Speaking of New Years, L. had her party at my house. Things actually went really smoothly with a few exceptions. Basically, it was an ok time, but apparently I still don't have any friends I can just get smashed and relax with. Until I meet someone else either uptight or mature (depending on what you want to call it) enough to look after everything, I guess I'll be having single vodkas and playing babysitter.

My New Years goal is to track down Nikki. I feel like shite about the way that was all handled (it's a longer story than I want to write right now), so I'm going to try to put a little time into finding out what happened to her and how she's doing.

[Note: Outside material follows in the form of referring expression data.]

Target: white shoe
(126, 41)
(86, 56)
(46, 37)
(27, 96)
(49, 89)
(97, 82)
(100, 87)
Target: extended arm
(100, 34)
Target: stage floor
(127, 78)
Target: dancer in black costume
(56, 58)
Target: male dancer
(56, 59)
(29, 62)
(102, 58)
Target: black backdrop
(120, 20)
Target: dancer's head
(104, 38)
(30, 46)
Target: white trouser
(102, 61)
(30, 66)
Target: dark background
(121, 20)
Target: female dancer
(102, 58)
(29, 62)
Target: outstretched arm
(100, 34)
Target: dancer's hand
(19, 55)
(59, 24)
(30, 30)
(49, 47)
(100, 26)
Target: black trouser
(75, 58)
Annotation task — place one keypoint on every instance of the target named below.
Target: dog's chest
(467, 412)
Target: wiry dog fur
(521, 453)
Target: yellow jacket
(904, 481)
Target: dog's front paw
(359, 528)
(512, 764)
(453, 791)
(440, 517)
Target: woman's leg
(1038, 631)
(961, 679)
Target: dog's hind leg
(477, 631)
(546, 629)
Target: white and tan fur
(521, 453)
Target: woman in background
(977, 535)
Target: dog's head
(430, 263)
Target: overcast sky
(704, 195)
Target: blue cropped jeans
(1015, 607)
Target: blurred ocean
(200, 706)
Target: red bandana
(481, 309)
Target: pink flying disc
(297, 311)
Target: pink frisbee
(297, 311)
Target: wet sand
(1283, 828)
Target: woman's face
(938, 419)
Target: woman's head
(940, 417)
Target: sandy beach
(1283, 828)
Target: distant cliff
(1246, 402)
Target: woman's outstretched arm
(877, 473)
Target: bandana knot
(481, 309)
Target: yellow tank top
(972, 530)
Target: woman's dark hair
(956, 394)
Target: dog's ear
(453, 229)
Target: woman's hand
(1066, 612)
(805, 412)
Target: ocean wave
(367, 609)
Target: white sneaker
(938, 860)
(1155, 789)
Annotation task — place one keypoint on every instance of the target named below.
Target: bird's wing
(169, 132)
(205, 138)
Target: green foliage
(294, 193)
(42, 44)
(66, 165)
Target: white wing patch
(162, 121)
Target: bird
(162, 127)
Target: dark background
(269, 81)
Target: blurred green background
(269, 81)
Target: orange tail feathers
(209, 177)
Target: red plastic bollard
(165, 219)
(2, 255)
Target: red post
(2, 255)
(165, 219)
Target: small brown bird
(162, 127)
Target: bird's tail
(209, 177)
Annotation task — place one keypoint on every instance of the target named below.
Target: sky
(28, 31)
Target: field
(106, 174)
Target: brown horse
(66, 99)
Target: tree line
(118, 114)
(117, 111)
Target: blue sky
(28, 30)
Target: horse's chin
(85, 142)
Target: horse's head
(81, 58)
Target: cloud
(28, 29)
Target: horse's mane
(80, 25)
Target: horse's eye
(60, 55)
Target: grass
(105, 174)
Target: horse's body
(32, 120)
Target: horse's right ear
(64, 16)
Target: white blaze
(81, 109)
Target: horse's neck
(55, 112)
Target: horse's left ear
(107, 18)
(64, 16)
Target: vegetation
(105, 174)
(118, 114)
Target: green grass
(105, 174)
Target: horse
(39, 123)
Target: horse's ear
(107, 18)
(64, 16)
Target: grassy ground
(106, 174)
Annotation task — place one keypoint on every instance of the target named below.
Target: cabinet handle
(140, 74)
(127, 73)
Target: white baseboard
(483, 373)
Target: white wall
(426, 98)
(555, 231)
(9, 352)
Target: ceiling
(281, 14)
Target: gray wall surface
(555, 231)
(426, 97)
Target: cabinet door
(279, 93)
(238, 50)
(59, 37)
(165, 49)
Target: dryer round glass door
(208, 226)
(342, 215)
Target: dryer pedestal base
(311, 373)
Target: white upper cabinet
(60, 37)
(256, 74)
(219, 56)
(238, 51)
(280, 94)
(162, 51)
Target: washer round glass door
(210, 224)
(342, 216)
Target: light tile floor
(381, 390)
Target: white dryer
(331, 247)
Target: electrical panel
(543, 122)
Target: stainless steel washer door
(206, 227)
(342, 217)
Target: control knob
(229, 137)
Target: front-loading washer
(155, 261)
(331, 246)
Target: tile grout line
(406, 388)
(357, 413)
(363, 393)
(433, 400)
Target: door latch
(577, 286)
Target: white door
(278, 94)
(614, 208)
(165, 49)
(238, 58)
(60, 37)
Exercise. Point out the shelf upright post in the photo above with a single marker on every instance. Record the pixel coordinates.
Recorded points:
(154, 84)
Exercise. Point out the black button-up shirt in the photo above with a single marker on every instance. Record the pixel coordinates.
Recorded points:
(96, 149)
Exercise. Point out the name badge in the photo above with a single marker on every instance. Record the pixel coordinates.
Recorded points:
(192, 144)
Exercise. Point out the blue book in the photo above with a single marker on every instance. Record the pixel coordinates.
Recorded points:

I think I'll also get the tattoo this year. Really, the only reason I haven't already is because the tattoo place is always closed when I get off work, but I think I'm going to quit everything for a couple months because I really would like a break, and will have time then.


Hm, this only took a few minutes. I'm tired of being chilly, or I'd go outside and have a smoke.

I think I need to buy cigarettes anyway. Maybe I'll go do that.